Inside of a dorm room where students sleep is another matter, are we’ll be focusing on this particular situation. Cameras are in nearly everything we own. From our smartphones to our laptops, it’s honestly really tough to find a situation when a camera isn’t present these days. Individual schools may have their own rules on installing security cameras inside of dorm rooms, but if you share a room with someone, you should probably have their explicit consent.
There have already been countless crimes of people using hidden cameras in dorm rooms to record activities, some serious enough that charges of invasion of privacy have been reported. The Electronic Communication Privacy Act of 1986 prohibits the interception of audio communications without consent. However, it does not address the act of video recording without an audio recording element.
Cameras are often seen as obtrusive devices, given how they could be used in nefarious ways, but dorm dwellers still have other solutions that could ease concerns about potential crimes. Many smart home devices exist right now that offer peace of mind and respect privacy, while offering instantaneous awareness of what’s happening when you’re not there. Best of all, these solutions are easy on just about any budget.
One of the easiest and most unobtrusive ways to secure a dorm room is to use door sensors that can inform users whenever they’ve been tripped or activated. Window sensors act in the same way, but are specifically placed on windows to go off whenever they’re opened or closed.
Most DIY security systems often come with kits that include them, but there are others that can be used without the need of a full-blown system. For example, the Amazon Echo Show 10 (3rd Gen) acts as a Zigbee hub, allowing users to easily connect Zigbee-compatible door sensors.

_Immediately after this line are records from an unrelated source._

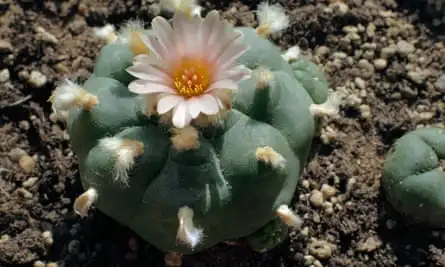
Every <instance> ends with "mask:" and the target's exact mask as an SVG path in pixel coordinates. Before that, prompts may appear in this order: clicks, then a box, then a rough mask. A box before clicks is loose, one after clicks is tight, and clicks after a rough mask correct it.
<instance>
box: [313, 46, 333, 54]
mask: <svg viewBox="0 0 445 267" xmlns="http://www.w3.org/2000/svg"><path fill="white" fill-rule="evenodd" d="M329 52H330V48H329V47H327V46H324V45H322V46H320V47H318V48H317V49H316V50H315V54H316V55H317V56H319V57H323V56H325V55H327V54H329Z"/></svg>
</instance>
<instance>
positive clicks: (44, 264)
mask: <svg viewBox="0 0 445 267" xmlns="http://www.w3.org/2000/svg"><path fill="white" fill-rule="evenodd" d="M45 266H46V264H45V263H44V262H43V261H35V262H34V264H33V267H45Z"/></svg>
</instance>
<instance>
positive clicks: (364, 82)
mask: <svg viewBox="0 0 445 267" xmlns="http://www.w3.org/2000/svg"><path fill="white" fill-rule="evenodd" d="M354 83H355V85H357V87H358V88H359V89H362V90H363V89H366V83H365V81H364V80H363V79H362V78H360V77H355V79H354Z"/></svg>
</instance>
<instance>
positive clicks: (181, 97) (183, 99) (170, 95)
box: [157, 95, 184, 114]
mask: <svg viewBox="0 0 445 267" xmlns="http://www.w3.org/2000/svg"><path fill="white" fill-rule="evenodd" d="M182 101H184V98H182V97H181V96H178V95H167V96H164V97H163V98H161V99H160V100H159V102H158V105H157V107H158V108H157V109H158V110H157V111H158V113H159V114H164V113H166V112H169V111H170V110H171V109H172V108H174V107H176V106H177V105H178V104H179V103H181V102H182Z"/></svg>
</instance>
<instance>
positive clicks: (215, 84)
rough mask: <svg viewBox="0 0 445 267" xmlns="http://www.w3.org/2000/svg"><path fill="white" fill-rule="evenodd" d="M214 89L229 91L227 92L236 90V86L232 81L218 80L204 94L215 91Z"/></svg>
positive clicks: (211, 85)
mask: <svg viewBox="0 0 445 267" xmlns="http://www.w3.org/2000/svg"><path fill="white" fill-rule="evenodd" d="M215 89H229V90H238V85H237V84H236V83H235V82H234V81H233V80H228V79H226V80H219V81H217V82H215V83H213V84H212V85H211V86H210V87H209V89H207V90H206V92H209V91H212V90H215Z"/></svg>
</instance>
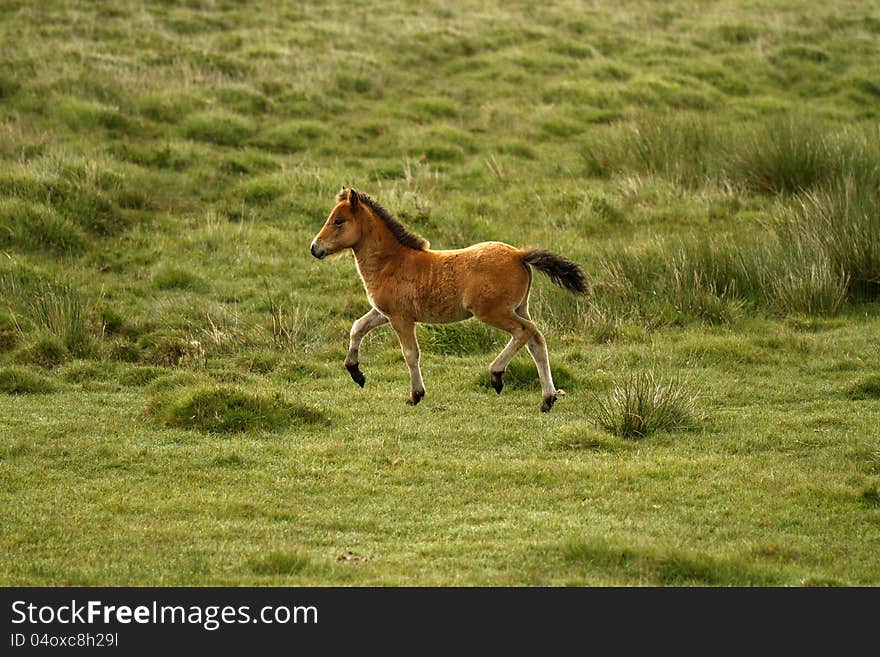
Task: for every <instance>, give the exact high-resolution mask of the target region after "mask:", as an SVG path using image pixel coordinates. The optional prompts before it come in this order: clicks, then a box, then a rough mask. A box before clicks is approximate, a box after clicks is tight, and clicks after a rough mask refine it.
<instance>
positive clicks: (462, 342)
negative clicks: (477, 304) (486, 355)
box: [419, 320, 505, 356]
mask: <svg viewBox="0 0 880 657" xmlns="http://www.w3.org/2000/svg"><path fill="white" fill-rule="evenodd" d="M504 335H505V334H504V333H502V332H501V331H498V330H496V329H492V328H490V327H489V326H486V325H485V324H483V323H482V322H477V321H473V320H472V321H467V322H458V323H456V324H423V325H422V326H420V327H419V342H420V343H421V346H422V348H423V349H425V351H428V352H431V353H435V354H443V355H449V356H467V355H469V354H482V353H486V352H488V351H492V350H493V349H495V348H498V349H500V348H501V343H502V341H503V339H504V337H503V336H504Z"/></svg>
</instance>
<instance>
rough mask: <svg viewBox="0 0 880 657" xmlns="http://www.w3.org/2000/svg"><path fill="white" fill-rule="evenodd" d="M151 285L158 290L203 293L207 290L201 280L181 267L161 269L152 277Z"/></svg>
mask: <svg viewBox="0 0 880 657" xmlns="http://www.w3.org/2000/svg"><path fill="white" fill-rule="evenodd" d="M153 284H154V285H155V286H156V287H157V288H159V289H160V290H196V291H204V290H205V289H206V288H207V283H206V282H205V281H204V280H203V279H202V278H200V277H199V276H198V275H197V274H194V273H193V272H191V271H189V270H188V269H183V268H181V267H163V268H162V269H160V270H159V271H157V272H156V273H155V274H154V275H153Z"/></svg>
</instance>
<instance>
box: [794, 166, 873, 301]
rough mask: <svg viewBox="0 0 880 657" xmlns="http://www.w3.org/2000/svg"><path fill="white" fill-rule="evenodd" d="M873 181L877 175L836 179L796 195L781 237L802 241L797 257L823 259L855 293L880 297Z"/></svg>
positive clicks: (806, 258) (797, 242)
mask: <svg viewBox="0 0 880 657" xmlns="http://www.w3.org/2000/svg"><path fill="white" fill-rule="evenodd" d="M878 157H880V152H878ZM878 183H880V176H878V177H877V178H876V179H875V180H874V181H873V183H871V182H862V181H858V180H855V179H845V180H840V181H837V182H835V183H834V184H832V185H830V186H828V187H825V188H823V189H821V190H816V191H813V192H810V193H808V194H806V195H804V196H803V197H801V198H800V202H799V203H797V204H796V205H795V206H794V208H793V210H792V211H791V212H790V213H789V214H787V215H786V217H785V223H784V228H785V233H786V237H787V238H788V239H789V240H795V243H796V244H799V245H805V246H804V247H803V248H802V249H801V250H803V251H806V253H804V254H802V256H801V258H800V261H801V262H806V263H809V262H818V263H819V264H821V263H822V261H823V260H824V261H825V262H826V263H827V265H826V267H827V268H828V269H830V270H831V271H832V272H836V273H837V276H838V278H844V279H845V280H846V282H847V289H848V290H849V291H850V292H851V294H852V295H854V296H855V297H856V298H857V299H866V298H867V299H876V298H878V297H880V187H878ZM799 255H800V254H799ZM807 266H809V265H807Z"/></svg>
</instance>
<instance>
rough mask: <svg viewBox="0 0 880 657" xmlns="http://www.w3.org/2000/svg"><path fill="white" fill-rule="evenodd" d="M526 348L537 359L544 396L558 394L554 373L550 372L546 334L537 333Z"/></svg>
mask: <svg viewBox="0 0 880 657" xmlns="http://www.w3.org/2000/svg"><path fill="white" fill-rule="evenodd" d="M526 348H527V349H528V350H529V354H531V356H532V360H534V361H535V367H537V368H538V379H539V380H540V381H541V392H542V394H543V395H544V398H545V399H546V398H547V397H550V396H551V395H555V394H556V386H555V385H553V375H552V374H551V373H550V356H549V355H548V353H547V342H546V341H545V340H544V336H542V335H541V334H540V333H536V334H535V335H534V336H533V337H532V339H531V340H529V341H528V342H527V343H526Z"/></svg>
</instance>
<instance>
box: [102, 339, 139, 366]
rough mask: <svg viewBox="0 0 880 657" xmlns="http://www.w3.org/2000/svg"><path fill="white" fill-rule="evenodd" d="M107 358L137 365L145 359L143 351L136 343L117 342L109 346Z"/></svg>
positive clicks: (112, 359)
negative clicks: (143, 358) (141, 359)
mask: <svg viewBox="0 0 880 657" xmlns="http://www.w3.org/2000/svg"><path fill="white" fill-rule="evenodd" d="M107 357H108V358H110V360H116V361H120V362H123V363H137V362H139V361H140V360H141V359H142V358H143V350H142V349H141V348H140V346H138V345H137V344H136V343H134V342H128V341H126V340H115V341H113V342H111V343H110V345H109V348H108V351H107Z"/></svg>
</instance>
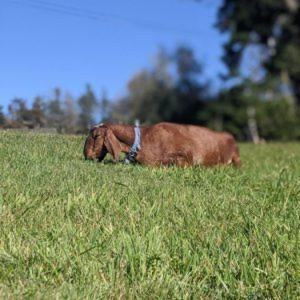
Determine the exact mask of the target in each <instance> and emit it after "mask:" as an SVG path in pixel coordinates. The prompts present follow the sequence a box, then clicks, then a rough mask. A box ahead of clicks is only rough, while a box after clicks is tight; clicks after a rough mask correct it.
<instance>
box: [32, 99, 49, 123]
mask: <svg viewBox="0 0 300 300" xmlns="http://www.w3.org/2000/svg"><path fill="white" fill-rule="evenodd" d="M45 113H46V104H45V102H44V100H43V99H42V97H39V96H37V97H35V99H34V101H33V103H32V109H31V115H32V119H33V122H34V127H45V125H46V115H45Z"/></svg>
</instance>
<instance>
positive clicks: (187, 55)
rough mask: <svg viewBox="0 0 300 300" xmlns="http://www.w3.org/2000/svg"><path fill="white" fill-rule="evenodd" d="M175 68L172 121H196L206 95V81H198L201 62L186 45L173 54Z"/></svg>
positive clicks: (206, 90) (180, 122) (202, 106)
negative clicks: (173, 114) (174, 88)
mask: <svg viewBox="0 0 300 300" xmlns="http://www.w3.org/2000/svg"><path fill="white" fill-rule="evenodd" d="M174 63H175V65H176V70H177V81H176V83H175V97H176V99H177V100H176V112H175V113H174V115H173V117H172V121H175V122H180V123H198V122H199V121H201V120H199V114H198V112H199V110H201V109H203V108H204V106H205V102H206V101H207V100H208V99H209V97H208V83H207V82H205V83H203V84H201V83H200V81H199V77H200V75H201V74H202V71H203V70H202V66H201V63H200V62H198V61H197V59H196V58H195V55H194V52H193V50H192V49H190V48H188V47H179V48H177V50H176V52H175V55H174Z"/></svg>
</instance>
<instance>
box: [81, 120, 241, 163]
mask: <svg viewBox="0 0 300 300" xmlns="http://www.w3.org/2000/svg"><path fill="white" fill-rule="evenodd" d="M140 130H141V149H140V150H139V151H138V153H137V155H136V157H135V160H136V161H137V162H138V163H141V164H144V165H151V166H159V165H177V166H181V167H185V166H194V165H203V166H213V165H218V164H223V165H228V164H231V163H233V164H234V165H235V166H239V165H240V156H239V151H238V147H237V144H236V142H235V139H234V138H233V136H232V135H231V134H229V133H226V132H215V131H212V130H210V129H208V128H204V127H199V126H193V125H179V124H173V123H158V124H156V125H153V126H149V127H146V126H142V127H140ZM134 137H135V133H134V126H129V125H106V124H102V125H99V126H96V127H94V128H92V129H91V130H90V134H89V136H88V137H87V139H86V141H85V145H84V151H83V153H84V156H85V158H86V159H98V160H99V161H102V160H103V159H104V157H105V155H106V154H107V153H110V154H111V155H112V157H113V159H114V161H119V157H120V153H121V152H123V153H128V152H129V151H130V148H131V146H132V144H133V142H134Z"/></svg>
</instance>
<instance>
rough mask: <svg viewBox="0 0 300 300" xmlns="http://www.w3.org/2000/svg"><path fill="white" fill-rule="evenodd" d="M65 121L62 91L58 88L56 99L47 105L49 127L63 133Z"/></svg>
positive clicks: (55, 93)
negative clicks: (60, 90) (63, 126)
mask: <svg viewBox="0 0 300 300" xmlns="http://www.w3.org/2000/svg"><path fill="white" fill-rule="evenodd" d="M63 120H64V112H63V109H62V105H61V91H60V89H59V88H56V89H55V90H54V98H53V99H50V100H49V101H48V103H47V126H48V127H51V128H56V129H57V130H58V132H62V129H63V125H62V124H63Z"/></svg>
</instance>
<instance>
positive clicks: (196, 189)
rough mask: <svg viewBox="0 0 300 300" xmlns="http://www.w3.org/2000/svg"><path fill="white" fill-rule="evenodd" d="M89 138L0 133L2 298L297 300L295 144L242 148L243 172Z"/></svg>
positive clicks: (298, 245) (66, 136)
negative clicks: (106, 162) (166, 164)
mask: <svg viewBox="0 0 300 300" xmlns="http://www.w3.org/2000/svg"><path fill="white" fill-rule="evenodd" d="M83 141H84V137H76V136H62V135H53V134H34V133H30V132H29V133H21V132H0V172H1V173H0V298H32V297H35V298H42V299H49V298H73V299H74V298H104V297H105V298H136V299H140V298H143V299H145V298H151V299H158V298H169V299H174V298H175V299H176V298H178V299H190V298H194V299H199V298H205V299H223V298H230V299H239V298H247V299H262V298H275V299H276V298H277V299H279V298H281V299H296V298H298V299H299V297H300V277H299V276H300V274H299V272H300V260H299V254H300V252H299V250H300V249H299V213H300V205H299V203H300V201H299V200H300V144H299V143H298V144H297V143H288V144H280V143H278V144H276V143H274V144H266V145H259V146H253V145H250V144H243V145H241V146H240V148H241V156H242V162H243V166H242V168H241V169H240V170H236V169H234V168H232V167H220V168H212V169H206V168H188V169H178V168H175V167H172V168H148V167H142V166H126V165H123V164H121V163H120V164H117V165H114V164H111V163H107V164H98V163H93V162H86V161H84V160H83V156H82V146H83Z"/></svg>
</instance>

Another unobtrusive option is to use a motion sensor in the dorm room that can definitively identify whether there’s been movement or not. Thresholds can be set to eliminate false alarms that could be set off due to movement from small appliances, like a standing fan, or a pet. For larger dormitories that may include separate rooms, installing a motion sensor can help to identify motion detection in specific rooms.
Interestingly enough, dorm room residents can leverage smart speakers to help watch over their spaces when they’re not around. Services such as Nest Aware for Google Assistant-compatible smart speakers and Alexa Guard for Echo devices can monitor for sounds such as smoke detector sirens or breaking glass. There’s a slightly more advanced option, Alexa Guard Plus, that tacks on a higher subscription cost, but it does more by playing sounds on your speaker to ward off intruders — as well as getting access to emergency responders.
Since it’s a device with an active microphone, it’s a good idea to ask roommates or other individuals living in the dorm for their consent to use one.
No one likes that feeling of Big Brother watching, which is probably why there is reluctance to installing security cameras in dorm rooms. These unobtrusive options can at the very least offer some sense of awareness of what’s happening when you’re not there. Through the use of mobile apps that tie in with the services of these devices, dorm residents can know what’s going on when they’re not around — without compromising the privacy of others.
There are newer technologies that continue to come out, offering more discreet and unobtrusive ways to monitor in the home. The Hex Home system, for example, are sensors that can be placed in rooms to monitor for movement by measuring disturbances in the Wi-Fi signals. It’s an intriguing new way of knowing who’s there or not, but it comes at a steeper price than some traditional motion sensors. Nevertheless, it’s the development of these unique technologies that shows us there are ways to maintain dorm room security without compromising on privacy.